Hi,
Our Dgraph Alpha nodes are getting OOMKilled by Kubernetes as RAM consumption cross our configured limits. We are trying to find out why this is happening but we are looking for guidance. Here is a summary of our setup:
Dgraph runs in HA mode on i3.2xlarge instances (8 cores / 64GB) and data is stored on local disk (SSDs). We are still on Dgraph 20.11
We notice that there is a huge disparity between the RAM usage has seen by the OS/kubelet and what is actually in use in the go process.
The reported prometheus metrics show usage for each alpha pod between 1GB and 10GB while the kubelet account for 50GB to 60GB.
Taking a couple of heap profiles shows us that in_use
memory for the alpha process is actually close to what’s reported by prometheus.

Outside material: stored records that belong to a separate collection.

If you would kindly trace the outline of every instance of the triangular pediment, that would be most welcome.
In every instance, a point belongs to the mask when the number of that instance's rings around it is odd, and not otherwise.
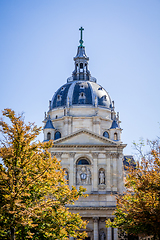
[[[66,137],[54,141],[55,145],[119,145],[120,143],[102,137],[96,133],[81,129]]]

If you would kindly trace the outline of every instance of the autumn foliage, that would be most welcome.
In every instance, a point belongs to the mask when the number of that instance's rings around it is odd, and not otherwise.
[[[84,189],[69,189],[60,162],[51,158],[52,142],[36,141],[40,128],[5,109],[0,145],[0,239],[84,238],[86,222],[70,213]]]
[[[107,221],[107,227],[160,239],[160,153],[157,143],[151,142],[150,153],[141,154],[136,167],[128,168],[126,192],[117,196],[116,217],[113,222]]]

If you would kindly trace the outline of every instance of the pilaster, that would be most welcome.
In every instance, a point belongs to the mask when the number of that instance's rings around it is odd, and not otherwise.
[[[93,185],[92,185],[92,190],[93,191],[98,191],[98,169],[97,169],[97,161],[98,161],[98,152],[93,152]]]
[[[98,240],[98,236],[99,236],[99,233],[98,233],[98,220],[99,220],[98,217],[94,217],[93,218],[93,222],[94,222],[94,240]]]
[[[74,157],[75,157],[75,153],[74,152],[70,152],[69,153],[69,158],[70,158],[70,176],[69,176],[69,186],[73,186],[76,185],[76,182],[74,180]]]
[[[111,191],[111,155],[109,153],[106,153],[106,164],[107,164],[107,169],[106,169],[106,185],[107,191]]]

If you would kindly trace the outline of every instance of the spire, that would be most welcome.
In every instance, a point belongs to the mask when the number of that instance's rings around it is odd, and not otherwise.
[[[77,55],[74,57],[75,61],[75,70],[73,71],[72,77],[73,80],[90,80],[90,72],[88,70],[88,61],[89,57],[87,57],[85,52],[85,47],[83,46],[83,30],[84,28],[79,28],[80,30],[80,45],[78,46]]]
[[[83,39],[82,39],[82,31],[84,30],[83,27],[79,28],[79,30],[81,31],[81,39],[79,40],[79,43],[80,43],[80,47],[83,47]]]

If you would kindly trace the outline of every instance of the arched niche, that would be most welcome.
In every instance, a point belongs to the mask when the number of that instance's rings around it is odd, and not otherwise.
[[[103,133],[103,137],[109,138],[109,133],[108,133],[107,131],[105,131],[105,132]]]
[[[48,132],[48,133],[47,133],[47,140],[50,140],[50,139],[51,139],[51,133]]]
[[[77,185],[92,183],[91,162],[87,158],[79,158],[76,161],[76,183]]]

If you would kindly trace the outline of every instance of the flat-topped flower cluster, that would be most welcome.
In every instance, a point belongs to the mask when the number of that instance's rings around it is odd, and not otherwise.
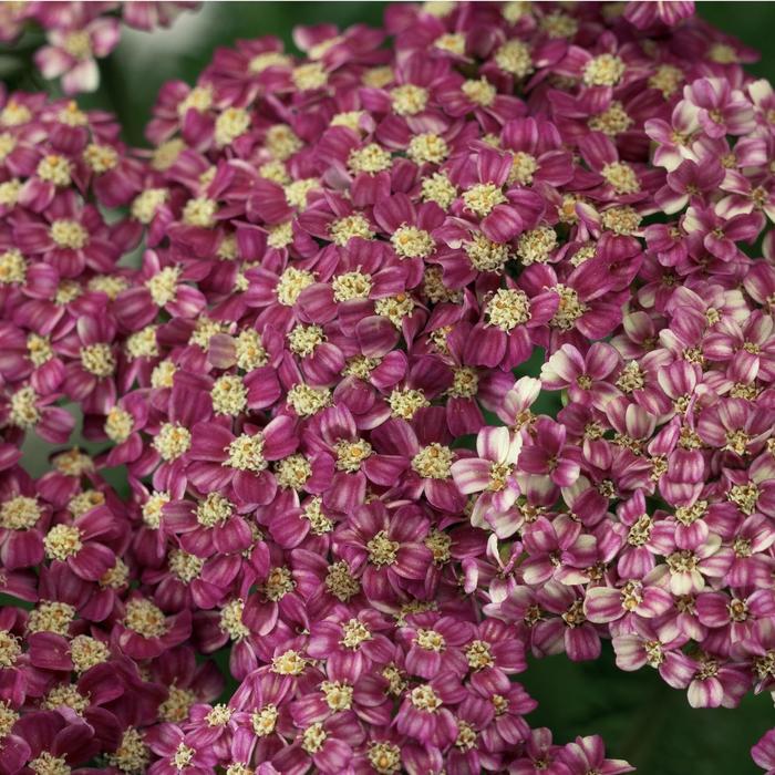
[[[775,688],[775,93],[692,13],[241,41],[149,152],[2,95],[0,772],[614,775],[528,655]]]

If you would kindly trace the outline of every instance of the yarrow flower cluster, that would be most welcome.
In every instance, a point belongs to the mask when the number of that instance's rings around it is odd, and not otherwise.
[[[43,31],[45,44],[34,62],[45,79],[62,79],[65,94],[93,92],[100,85],[96,60],[107,56],[121,38],[122,23],[151,31],[169,27],[175,17],[197,2],[3,2],[0,4],[0,42],[14,43]]]
[[[616,775],[529,655],[775,688],[775,94],[692,13],[241,41],[149,152],[2,96],[0,771]]]

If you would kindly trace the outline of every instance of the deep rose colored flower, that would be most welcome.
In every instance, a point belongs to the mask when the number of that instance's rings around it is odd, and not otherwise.
[[[619,775],[634,769],[621,758],[606,758],[606,748],[598,735],[577,737],[558,753],[558,758],[574,775],[590,769],[597,769],[600,775]]]
[[[507,428],[485,427],[476,438],[478,457],[467,457],[452,465],[452,475],[462,493],[484,493],[498,512],[506,512],[519,494],[516,466],[523,446],[520,435]]]
[[[356,508],[339,534],[348,560],[363,591],[378,600],[394,597],[411,581],[425,578],[433,555],[424,539],[428,521],[414,506],[392,513],[376,500]]]

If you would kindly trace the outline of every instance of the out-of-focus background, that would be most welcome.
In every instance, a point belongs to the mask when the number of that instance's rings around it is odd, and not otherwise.
[[[125,29],[118,48],[101,61],[100,90],[79,102],[115,112],[125,140],[142,145],[162,84],[170,79],[193,83],[217,46],[272,34],[292,48],[297,24],[379,24],[383,8],[382,2],[205,2],[172,29]],[[775,2],[700,2],[698,11],[761,51],[761,61],[750,69],[775,81]],[[534,661],[519,680],[540,703],[529,717],[533,726],[549,726],[558,742],[600,733],[609,755],[629,760],[641,775],[761,774],[748,750],[775,725],[768,693],[747,698],[734,711],[695,711],[684,692],[670,690],[651,669],[617,670],[610,648],[591,663],[574,664],[564,655]]]
[[[126,140],[141,143],[143,126],[161,85],[169,79],[193,82],[219,45],[277,35],[292,48],[297,24],[379,24],[383,2],[204,2],[183,13],[168,30],[124,30],[116,51],[101,62],[102,85],[83,104],[115,111]],[[775,2],[700,2],[700,14],[762,52],[752,72],[775,81]]]

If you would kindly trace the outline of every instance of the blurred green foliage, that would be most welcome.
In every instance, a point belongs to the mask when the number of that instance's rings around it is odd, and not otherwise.
[[[101,63],[100,90],[79,102],[114,111],[125,140],[142,145],[143,127],[161,86],[172,79],[193,83],[216,48],[271,34],[292,49],[297,24],[376,25],[383,9],[382,2],[206,2],[198,14],[180,17],[172,30],[125,34]],[[762,52],[750,70],[775,81],[775,2],[700,2],[699,12]],[[3,59],[0,51],[0,76],[4,78],[10,71],[1,66]],[[537,374],[538,369],[539,361],[530,362],[519,374]],[[542,401],[546,405],[539,411],[555,414],[559,409],[555,396]],[[46,467],[45,453],[39,445],[29,445],[25,452],[28,467],[40,475]],[[111,472],[110,478],[121,487],[122,472]],[[228,652],[216,659],[228,673]],[[602,734],[609,755],[628,758],[641,775],[761,773],[748,748],[775,724],[769,694],[747,698],[734,711],[695,711],[685,693],[669,689],[655,671],[619,671],[608,645],[601,659],[590,663],[574,664],[564,655],[534,660],[519,680],[540,703],[530,715],[531,725],[549,726],[558,742],[577,734]],[[232,689],[230,682],[226,693]]]

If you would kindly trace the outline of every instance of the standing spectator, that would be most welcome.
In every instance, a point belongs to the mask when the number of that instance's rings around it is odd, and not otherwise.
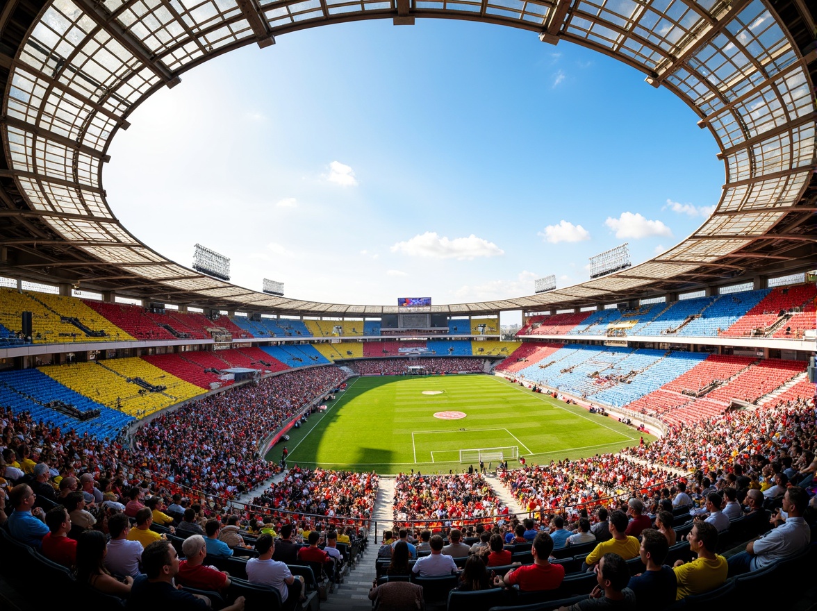
[[[504,578],[497,575],[494,585],[508,587],[518,585],[523,592],[556,590],[565,579],[565,567],[550,563],[548,559],[551,551],[553,539],[547,533],[538,533],[531,546],[534,564],[509,571]]]
[[[669,546],[667,537],[654,528],[641,531],[641,562],[647,569],[630,578],[627,584],[636,595],[639,611],[663,609],[675,602],[677,583],[675,572],[663,564]]]

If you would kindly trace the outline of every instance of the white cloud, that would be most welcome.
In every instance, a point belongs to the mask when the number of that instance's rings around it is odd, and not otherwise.
[[[605,225],[615,231],[616,238],[649,238],[653,235],[664,235],[667,238],[672,237],[670,228],[660,221],[650,221],[644,218],[641,214],[632,212],[622,212],[621,216],[614,219],[608,216]]]
[[[680,202],[673,202],[672,199],[667,199],[667,205],[662,209],[669,208],[673,212],[685,214],[690,216],[709,216],[715,212],[715,206],[694,206],[691,203],[681,203]]]
[[[329,164],[329,174],[326,179],[342,187],[354,187],[358,184],[355,171],[339,161],[333,161]]]
[[[405,242],[398,242],[391,247],[392,252],[402,252],[410,256],[426,256],[434,259],[471,260],[478,256],[499,256],[505,251],[482,238],[471,234],[467,238],[449,239],[437,235],[435,231],[426,231],[415,235]]]
[[[539,231],[538,235],[553,244],[560,242],[583,242],[590,239],[588,232],[581,225],[574,225],[562,219],[559,225],[548,225],[544,231]]]
[[[296,208],[298,207],[298,200],[295,198],[283,198],[275,202],[275,206],[279,208]]]
[[[283,244],[279,244],[276,242],[270,242],[266,245],[267,250],[270,252],[278,255],[279,256],[295,256],[295,253],[291,250],[288,250]]]
[[[514,280],[489,280],[483,284],[460,287],[454,291],[454,296],[460,301],[485,301],[533,295],[534,280],[539,277],[532,271],[523,271]]]

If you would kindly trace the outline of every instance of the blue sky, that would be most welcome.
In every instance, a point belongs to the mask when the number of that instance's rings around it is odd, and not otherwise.
[[[288,297],[460,303],[633,263],[717,203],[717,145],[679,98],[569,42],[465,21],[277,38],[182,75],[131,116],[103,180],[135,235]]]

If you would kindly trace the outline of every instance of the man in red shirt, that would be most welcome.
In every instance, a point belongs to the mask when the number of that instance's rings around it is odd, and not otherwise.
[[[77,564],[77,542],[68,538],[71,516],[61,505],[46,514],[46,525],[51,531],[42,537],[42,555],[58,564],[73,569]]]
[[[497,575],[493,585],[519,586],[523,592],[542,591],[543,590],[556,590],[561,586],[565,578],[565,567],[561,564],[551,564],[548,560],[553,551],[553,539],[547,533],[537,533],[531,547],[534,555],[534,564],[520,566],[505,573],[505,577]]]
[[[230,586],[230,575],[212,567],[204,566],[207,544],[201,535],[190,535],[181,544],[181,551],[187,560],[179,563],[176,581],[182,586],[199,590],[223,591]]]
[[[298,560],[320,564],[331,581],[334,576],[335,561],[332,560],[332,556],[318,547],[320,533],[317,530],[310,531],[308,541],[309,547],[301,547],[298,550]],[[319,579],[320,576],[315,575],[315,578]]]

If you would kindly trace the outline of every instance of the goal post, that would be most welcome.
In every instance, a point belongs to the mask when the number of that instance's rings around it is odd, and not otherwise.
[[[460,450],[460,464],[465,462],[483,462],[511,461],[519,458],[519,447],[516,445],[504,448],[471,448]]]

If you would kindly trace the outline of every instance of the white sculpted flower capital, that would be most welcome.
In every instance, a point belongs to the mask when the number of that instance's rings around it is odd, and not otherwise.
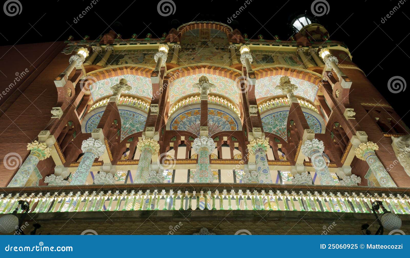
[[[301,150],[302,150],[302,153],[305,156],[310,157],[310,152],[314,150],[319,150],[319,153],[321,153],[325,149],[325,146],[323,145],[323,141],[314,139],[311,141],[308,140],[305,142],[305,144],[302,146]]]
[[[215,148],[215,143],[214,142],[214,139],[210,137],[201,136],[194,140],[194,143],[192,144],[192,148],[195,151],[195,152],[196,153],[199,152],[199,149],[203,147],[207,148],[210,152],[213,150]]]
[[[27,150],[31,150],[40,160],[45,159],[51,155],[51,149],[47,146],[45,143],[40,143],[37,141],[27,144]]]
[[[269,148],[269,142],[266,139],[258,138],[252,140],[247,147],[250,153],[255,154],[256,150],[259,148],[262,148],[266,151]]]
[[[379,149],[379,146],[376,144],[373,141],[368,141],[367,142],[362,142],[359,145],[359,146],[356,148],[355,152],[356,153],[356,157],[358,159],[362,160],[366,160],[364,158],[364,154],[367,152],[369,151],[374,151]]]
[[[100,157],[105,151],[105,145],[100,140],[90,137],[82,141],[81,150],[84,153],[91,152],[95,154],[96,157]]]
[[[64,186],[67,184],[67,181],[60,176],[50,175],[44,177],[44,183],[49,186]]]
[[[153,154],[159,150],[159,144],[154,139],[146,138],[138,142],[137,144],[137,148],[139,152],[142,152],[144,149],[148,148]]]
[[[94,182],[96,184],[112,184],[115,183],[115,180],[110,173],[100,171],[94,176]]]

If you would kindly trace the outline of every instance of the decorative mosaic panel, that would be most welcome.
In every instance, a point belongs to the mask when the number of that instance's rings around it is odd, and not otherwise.
[[[276,75],[257,80],[255,85],[255,96],[257,99],[272,96],[282,95],[281,90],[275,89],[275,87],[279,85],[280,77],[282,76]],[[314,97],[317,92],[317,85],[301,79],[294,77],[289,78],[291,82],[298,86],[298,89],[294,92],[295,95],[303,97],[312,101],[314,100]]]
[[[114,179],[117,182],[125,181],[128,173],[128,172],[126,171],[118,171],[114,175]]]
[[[277,135],[287,141],[286,124],[289,113],[289,110],[283,110],[272,113],[262,117],[263,130]],[[310,129],[314,130],[315,133],[320,133],[322,130],[322,125],[319,119],[306,112],[303,112],[303,114]],[[317,115],[319,116],[319,114]]]
[[[201,111],[199,108],[184,111],[171,121],[170,130],[190,132],[199,135]],[[216,108],[208,109],[208,126],[209,135],[218,132],[238,130],[238,122],[231,115]]]
[[[255,66],[282,65],[304,67],[302,60],[296,52],[252,50],[251,53],[253,57],[252,64]]]
[[[165,178],[165,182],[171,183],[171,181],[172,181],[172,170],[164,169],[162,174]]]
[[[154,56],[158,52],[157,49],[146,49],[125,50],[118,52],[118,54],[112,54],[107,63],[111,65],[144,65],[155,67]],[[172,53],[170,51],[169,56],[172,58]]]
[[[123,93],[133,94],[150,99],[152,97],[153,87],[150,79],[132,74],[125,74],[101,80],[91,84],[90,88],[93,98],[96,100],[105,96],[112,94],[111,86],[118,83],[120,81],[120,79],[123,78],[126,79],[128,82],[128,84],[132,87],[131,90],[123,92]]]
[[[230,64],[229,46],[223,31],[209,28],[190,30],[182,36],[178,62],[183,65],[200,63],[227,65]]]
[[[194,176],[195,175],[195,173],[196,173],[196,170],[195,169],[191,169],[190,171],[189,174],[189,178],[192,179],[194,179]],[[212,175],[213,177],[213,180],[219,180],[219,171],[217,170],[212,170]],[[171,175],[172,176],[172,175]]]
[[[239,103],[239,91],[234,81],[218,75],[200,74],[186,76],[172,82],[169,89],[169,100],[171,103],[186,95],[198,92],[198,88],[194,85],[198,83],[199,77],[203,75],[208,77],[210,82],[216,86],[212,90],[212,92],[221,94],[235,103]]]
[[[289,182],[292,181],[293,175],[289,172],[280,171],[280,176],[282,177],[282,181]]]
[[[123,109],[119,109],[121,117],[121,140],[126,137],[144,130],[147,117],[139,113]],[[104,110],[91,116],[85,123],[85,132],[91,132],[97,128]]]

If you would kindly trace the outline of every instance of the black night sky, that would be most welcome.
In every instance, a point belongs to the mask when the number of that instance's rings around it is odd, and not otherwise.
[[[139,38],[145,38],[149,33],[153,38],[160,38],[173,27],[195,20],[226,23],[252,38],[262,34],[266,39],[278,35],[286,40],[293,33],[289,23],[296,16],[305,11],[314,16],[311,7],[316,1],[173,0],[175,12],[164,16],[157,11],[160,1],[157,0],[94,0],[92,8],[76,22],[75,18],[90,6],[91,1],[20,2],[19,14],[9,16],[3,12],[0,14],[3,21],[0,29],[2,45],[61,41],[70,35],[74,40],[86,35],[94,39],[110,29],[123,38],[130,38],[134,33]],[[327,2],[328,12],[316,18],[328,29],[330,38],[345,42],[353,61],[410,125],[408,114],[410,89],[393,93],[387,88],[387,82],[393,76],[400,76],[410,82],[410,1],[402,0],[403,3],[398,8],[395,8],[400,2],[397,0],[321,2]],[[246,8],[232,18],[245,2],[248,3]],[[228,19],[235,20],[229,23]]]

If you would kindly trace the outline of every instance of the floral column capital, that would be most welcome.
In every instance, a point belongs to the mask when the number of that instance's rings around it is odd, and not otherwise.
[[[95,154],[96,157],[100,157],[105,151],[105,145],[100,140],[90,137],[82,141],[81,150],[84,153],[89,152]]]
[[[131,90],[132,88],[128,85],[128,81],[126,79],[122,78],[120,79],[119,83],[111,86],[112,90],[113,96],[119,98],[121,96],[121,93],[123,91]]]
[[[290,79],[287,76],[280,77],[279,85],[275,87],[281,90],[282,93],[286,94],[289,99],[295,97],[294,92],[298,89],[298,86],[290,82]]]
[[[260,138],[253,139],[252,141],[248,144],[247,147],[249,150],[249,153],[251,154],[255,154],[256,152],[256,150],[260,148],[263,149],[263,150],[266,151],[269,148],[269,142],[266,139],[262,139]]]
[[[159,150],[159,144],[154,139],[146,138],[138,141],[138,143],[137,144],[137,148],[140,153],[142,153],[142,150],[144,149],[148,149],[153,154]]]
[[[192,148],[195,151],[195,152],[199,153],[199,149],[202,147],[207,148],[208,150],[210,152],[212,151],[215,148],[215,143],[214,142],[214,139],[210,137],[202,136],[194,140],[194,143],[192,144]]]
[[[37,141],[28,144],[27,150],[31,150],[31,154],[39,158],[40,160],[45,159],[51,155],[51,149],[45,143],[40,143]]]
[[[159,184],[164,183],[165,178],[164,176],[164,174],[159,172],[152,170],[150,173],[145,172],[144,173],[144,176],[147,179],[148,183],[151,184]]]
[[[318,150],[319,153],[321,153],[325,149],[325,146],[323,145],[323,141],[314,139],[313,140],[308,140],[305,142],[305,144],[302,146],[301,150],[302,150],[302,153],[305,156],[311,157],[311,152],[314,150]]]
[[[366,160],[364,157],[364,154],[370,151],[374,152],[379,149],[379,146],[376,144],[373,141],[368,141],[367,142],[363,142],[359,145],[359,146],[356,148],[355,152],[356,153],[356,157],[358,159],[362,160]]]

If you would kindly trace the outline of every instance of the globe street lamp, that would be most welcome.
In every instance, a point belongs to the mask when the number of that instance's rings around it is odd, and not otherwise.
[[[378,216],[376,211],[378,210],[380,207],[383,209],[383,213],[379,217]],[[401,220],[400,218],[397,214],[386,209],[381,201],[374,202],[371,204],[371,210],[373,211],[373,214],[376,217],[376,220],[380,226],[375,235],[383,235],[385,229],[390,231],[395,229],[399,229],[401,227]],[[369,229],[369,224],[363,224],[362,225],[362,231],[363,231],[363,235],[371,234],[371,233]]]
[[[28,202],[27,201],[19,201],[18,205],[13,211],[13,213],[6,214],[0,218],[0,233],[8,234],[15,231],[16,233],[19,232],[19,234],[21,231],[21,224],[27,214],[29,207]],[[20,219],[17,216],[17,211],[19,209],[21,209],[23,212]]]

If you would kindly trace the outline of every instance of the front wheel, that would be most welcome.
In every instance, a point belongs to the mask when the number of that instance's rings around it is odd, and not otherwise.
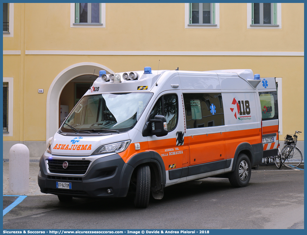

My guess is that the difference comes from badger that is mapping data to memory.
When looking inside alpha pods, I checked the size of the dgraph directories and go back
dgraph-alpha-0:/dgraph# du -sh *
71G p
643M t
11M w
dgraph-alpha-1:/dgraph# du -sh *
191G p
617M t
2.1M w
dgraph-alpha-2:/dgraph# du -sh *
74G p
801M t
3.0M w
So the p
directory is quite large.
I don’t know exactly why data is unbalanced on alpha-1
and if that’s an issue. I also don’t know if Dgraph is attempting to map the entire p
directories into memory or not and crashing for that reason.
Alpha logs don’t seem to show any meaningful error.
We see things like
No longer the leader of group 1. Exiting
Error occured while aborting transaction: rpc error: code = Canceled desc = context canceled
Error during SubscribeForUpdates for prefix "\x00\x00\x15dgraph.graphql.schema\x00": while receiving from stream: rpc error: code = Unavailable desc = transport is closing. closer err: <nil>
around restarts which I guess is expected as we loose connections (we also use GraphQL subscriptions, so it might also arise when we stop the subscription).
A couple of warnings like
Raft.Ready took too long to process: Timer Total: 531ms. Breakdown: [{disk 382ms} {advance 149ms} {proposals 0s}] Num entries: 0. MustSync: false
unable to write CID to file open : no such file or directory
No membership update for 10s. Closing connection to Zero.
Another thing we noted is a spike in Pending Proposals metrics.
Any idea on how to debug this further or what could be the root cause ?
PS: Attached our dashboard.
I can also send the captured heap profiles if that’s useful (I can’t upload here as a new user).